Flashback 5-6 weeks ago.

I'm heading out into our garage to get something. I have recently come home out of a drenching rain which soaked me to the bone, so I'm wearing some shorts and a t-shirt and that's it. I step off of our bottom stair in the garage, and don't notice the pool of water that has accumulated at the base of the steps which has dripped off my car because the aforementioned downpour I was in. As soon as my foot hits the puddle and has all of my weight applied on it, the foot goes flying forward. The only thing that stops me from landing on my head was my cars tire. I was truly lucky to catch that tire, the only problem was what I caught it with.

The entire weight of my body in rapid accelerating descent was stopped by the force of ONE of my toes catching the side of that tire. It wasn't my big toe, mind you, my body could have possibly absorbed that, it was the longer one right next to it. It mangled that toe like Styrofoam in the microwave.

Granted, this injury wasn’t something that I thought required surgery to fix, but I probably should have at least gone to the doctor for it to be taped and splinted up. Me being the soccer player though, thought I should just shut up and live through it.

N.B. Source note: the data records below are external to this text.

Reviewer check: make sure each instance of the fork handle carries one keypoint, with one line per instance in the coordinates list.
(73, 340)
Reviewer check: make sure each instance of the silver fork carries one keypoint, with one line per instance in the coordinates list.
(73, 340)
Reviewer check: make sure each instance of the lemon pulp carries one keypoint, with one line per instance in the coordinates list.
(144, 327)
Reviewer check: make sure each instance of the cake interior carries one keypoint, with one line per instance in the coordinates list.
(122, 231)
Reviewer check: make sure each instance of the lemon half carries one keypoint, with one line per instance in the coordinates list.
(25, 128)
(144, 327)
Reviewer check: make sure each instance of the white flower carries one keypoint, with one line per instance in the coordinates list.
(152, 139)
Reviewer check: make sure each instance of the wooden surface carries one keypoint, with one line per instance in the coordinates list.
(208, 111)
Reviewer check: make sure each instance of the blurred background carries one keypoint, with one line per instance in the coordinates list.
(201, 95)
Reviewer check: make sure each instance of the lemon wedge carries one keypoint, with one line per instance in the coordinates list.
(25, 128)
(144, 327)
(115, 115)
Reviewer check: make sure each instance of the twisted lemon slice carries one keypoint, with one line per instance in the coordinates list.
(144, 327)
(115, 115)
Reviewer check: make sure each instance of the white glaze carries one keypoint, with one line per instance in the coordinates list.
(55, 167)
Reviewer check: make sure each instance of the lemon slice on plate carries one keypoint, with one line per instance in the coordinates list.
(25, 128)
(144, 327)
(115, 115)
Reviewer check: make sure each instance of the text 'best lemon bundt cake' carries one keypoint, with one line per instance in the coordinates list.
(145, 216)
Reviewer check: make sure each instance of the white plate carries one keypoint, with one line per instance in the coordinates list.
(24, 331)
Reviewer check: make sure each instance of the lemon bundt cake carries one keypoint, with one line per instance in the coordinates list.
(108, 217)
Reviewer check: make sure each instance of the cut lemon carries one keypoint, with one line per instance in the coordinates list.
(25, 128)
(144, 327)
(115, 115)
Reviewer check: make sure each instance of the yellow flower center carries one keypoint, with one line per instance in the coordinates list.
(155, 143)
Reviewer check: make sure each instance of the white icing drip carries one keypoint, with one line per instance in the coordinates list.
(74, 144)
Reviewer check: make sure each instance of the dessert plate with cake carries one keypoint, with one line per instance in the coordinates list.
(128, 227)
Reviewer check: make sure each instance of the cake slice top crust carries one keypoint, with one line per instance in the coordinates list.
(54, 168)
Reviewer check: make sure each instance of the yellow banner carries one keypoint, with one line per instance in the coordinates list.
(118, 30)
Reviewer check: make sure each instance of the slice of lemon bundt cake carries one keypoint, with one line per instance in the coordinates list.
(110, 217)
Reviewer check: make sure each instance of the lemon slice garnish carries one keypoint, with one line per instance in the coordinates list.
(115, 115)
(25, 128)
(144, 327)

Over the next several weeks I discovered many things. Apparently after having a baby, you acquire all sorts of big stuff that would have never been in your house. High chairs, strollers, car seats, all of these and many more wonderful items now litter your floor wherever you can find the space. And since I have been running on little sleep for a while now, my direction and balance are less than optimal. I seem to have found these items all over my house with that toe. And by finding them, I of course mean kicking the heck out of them. I know for a fact that I have re-broken my toe no less than 4 times over the past few weeks. To say the least, my toe is a little achy now and then, and every time I seem to be making a little headway, I find a way to set myself back to square one.

Back to last night.

I wander back upstairs after heating the bottle and find my beautiful wife rocking our child in her little chair. She rises to let me sit down, and I halfway collapse into the comfortable chair hoping that I will at least stay awake long enough to put the bottle in the kids mouth.

H, being the giving person that she is, offers to feed the little man and let me go back to bed. She does this every day, for 24 hours a day, and I can’t suck it up and do it once, c’mon. I thank her and decline with the "aaiihhh geeet thiiisssssuuuunnn" again, my drool sliding down my face as I struggle to keep my eyes open. My wife gently steps forward, hands me my eagerly awaiting son, smiles at me with that sort of pity normally reserved for mentally handicapped people, and a searing pain rises from the depths of my extremeties. In her loving gentle manner, she has put all of her weight on my toe as she is handing me the little one.

Let me tell you something, if you are having trouble staying awake at 2:30 in the morning, boy do I have a cure for you.

I spent the rest of the evening after I fed the wee man searching the internet for a new toe.

Call it Karma, call it divine intervention, but I bet I won’t be missing any more of those 2am feedings when it’s my shift.